Isolated island microgrids historically rely on unstable, carbon-intensive thermal energy generation via fossil fuel imports. While integrating renewable energy resources can mitigate severe ecosystem risks, high short-term meteorological variability complicates grid stabilization and planning. The Galapagos Islands, which lack a connection to the Ecuador national grid, face this fundamental tension as they continue to deploy more wind and solar infrastructure.

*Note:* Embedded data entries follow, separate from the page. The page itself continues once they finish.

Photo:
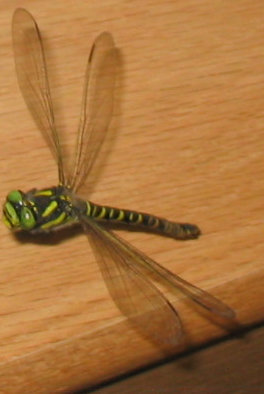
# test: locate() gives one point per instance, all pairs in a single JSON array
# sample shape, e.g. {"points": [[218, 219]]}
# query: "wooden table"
{"points": [[186, 143]]}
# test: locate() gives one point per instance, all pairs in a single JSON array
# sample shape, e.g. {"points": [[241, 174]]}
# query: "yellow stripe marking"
{"points": [[111, 213], [55, 222], [139, 219], [121, 215], [44, 193], [102, 213], [50, 209], [88, 208]]}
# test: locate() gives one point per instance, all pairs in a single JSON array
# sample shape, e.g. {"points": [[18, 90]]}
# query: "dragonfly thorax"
{"points": [[38, 210]]}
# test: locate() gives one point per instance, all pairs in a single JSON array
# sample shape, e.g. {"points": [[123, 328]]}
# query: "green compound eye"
{"points": [[27, 219], [15, 196]]}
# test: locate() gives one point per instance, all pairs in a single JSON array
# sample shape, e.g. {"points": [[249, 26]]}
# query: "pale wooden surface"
{"points": [[187, 145]]}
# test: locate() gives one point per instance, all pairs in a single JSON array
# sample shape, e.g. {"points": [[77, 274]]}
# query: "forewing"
{"points": [[33, 79], [97, 106], [136, 297]]}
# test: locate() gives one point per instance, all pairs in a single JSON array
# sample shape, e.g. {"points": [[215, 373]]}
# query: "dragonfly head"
{"points": [[18, 211]]}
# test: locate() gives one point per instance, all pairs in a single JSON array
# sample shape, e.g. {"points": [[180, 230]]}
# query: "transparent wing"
{"points": [[33, 79], [97, 106], [135, 296], [145, 264]]}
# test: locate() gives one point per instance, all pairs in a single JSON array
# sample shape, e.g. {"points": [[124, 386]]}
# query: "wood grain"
{"points": [[186, 143]]}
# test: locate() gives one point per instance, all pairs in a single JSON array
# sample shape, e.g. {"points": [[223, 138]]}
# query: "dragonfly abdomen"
{"points": [[142, 220]]}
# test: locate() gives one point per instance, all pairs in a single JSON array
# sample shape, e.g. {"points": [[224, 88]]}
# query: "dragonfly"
{"points": [[38, 211]]}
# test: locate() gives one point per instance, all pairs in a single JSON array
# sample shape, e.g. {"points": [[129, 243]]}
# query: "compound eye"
{"points": [[28, 220], [15, 196], [10, 216]]}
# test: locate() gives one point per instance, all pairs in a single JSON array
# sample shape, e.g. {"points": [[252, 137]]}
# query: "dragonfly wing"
{"points": [[136, 297], [97, 106], [146, 265], [199, 296], [33, 79]]}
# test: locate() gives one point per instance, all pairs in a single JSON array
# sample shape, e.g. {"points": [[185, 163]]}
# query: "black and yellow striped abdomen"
{"points": [[142, 220], [46, 210]]}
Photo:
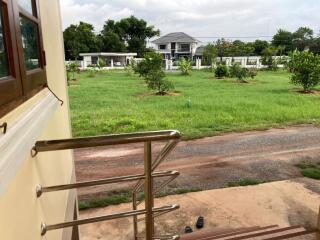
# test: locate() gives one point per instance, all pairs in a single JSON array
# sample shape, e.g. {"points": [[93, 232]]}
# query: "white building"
{"points": [[176, 45], [111, 59]]}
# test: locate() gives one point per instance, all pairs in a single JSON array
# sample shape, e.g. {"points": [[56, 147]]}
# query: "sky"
{"points": [[203, 19]]}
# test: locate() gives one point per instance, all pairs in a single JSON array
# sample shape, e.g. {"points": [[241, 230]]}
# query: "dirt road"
{"points": [[210, 162], [285, 203]]}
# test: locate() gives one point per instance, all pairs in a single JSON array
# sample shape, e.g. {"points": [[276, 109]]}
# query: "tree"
{"points": [[110, 39], [150, 68], [128, 34], [80, 38], [236, 71], [267, 57], [239, 48], [302, 38], [223, 47], [210, 54], [283, 38], [259, 46], [306, 70], [221, 71], [185, 66], [315, 45]]}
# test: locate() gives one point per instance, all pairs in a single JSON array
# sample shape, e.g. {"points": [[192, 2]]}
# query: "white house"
{"points": [[176, 45], [111, 59]]}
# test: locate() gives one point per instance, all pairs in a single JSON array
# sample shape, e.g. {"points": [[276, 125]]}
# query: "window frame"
{"points": [[21, 84]]}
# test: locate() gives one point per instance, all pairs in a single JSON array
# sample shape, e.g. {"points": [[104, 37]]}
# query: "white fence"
{"points": [[245, 62]]}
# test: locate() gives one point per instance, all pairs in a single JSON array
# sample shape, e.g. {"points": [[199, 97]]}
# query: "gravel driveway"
{"points": [[210, 162]]}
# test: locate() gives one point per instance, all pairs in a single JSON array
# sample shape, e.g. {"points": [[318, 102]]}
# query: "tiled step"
{"points": [[217, 234], [255, 233]]}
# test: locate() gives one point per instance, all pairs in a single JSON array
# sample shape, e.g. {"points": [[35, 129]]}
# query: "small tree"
{"points": [[185, 66], [156, 80], [236, 71], [150, 68], [72, 68], [221, 71], [268, 58], [305, 67], [101, 63], [210, 54]]}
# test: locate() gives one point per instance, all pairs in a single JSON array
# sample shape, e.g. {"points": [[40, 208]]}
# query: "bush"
{"points": [[151, 62], [305, 67], [72, 69], [221, 71], [102, 63], [151, 70], [156, 80], [185, 66], [252, 72]]}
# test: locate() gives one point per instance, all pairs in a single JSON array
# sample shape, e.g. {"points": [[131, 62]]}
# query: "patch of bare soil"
{"points": [[286, 203], [207, 163], [173, 94]]}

We propose a solar nowcasting framework trained exclusively on ground-based meteorological data from the El Junco weather station, located 700 m above sea level on San Cristóbal Island, Galapagos. Utilizing a 49-feature architecture engineered entirely from pre-existing instruments, we developed six independent Extreme Gradient Boosting (XGBoost) regression models. Each regressor is trained to forecast changes in solar radiation across 30- to 180-minute horizons.
The experimental framework significantly outperforms both standard persistence and climatology baselines across all tested horizons. The models yield a Mean Absolute Error ranging from 34.57 W/m² at the +30-minute horizon to 61.74 W/m² at +180 minutes. Furthermore, feature importance evaluations via SHAP analytics verify that the underlying machine learning models base their predictions on physically coherent dynamics, heavily prioritizing cyclical temporal features alongside current and lagged solar radiation values.
Accurate short-term solar forecasting for isolated environments is fully achievable using an existing ground weather station network, reducing the dependency on satellite imagery, numerical models, or costly additional sensor deployment. This strategy provides a replicable tool that empowers grid operators to anticipate solar generation changes, facilitating the broader renewable energy transition of isolated microgrids worldwide.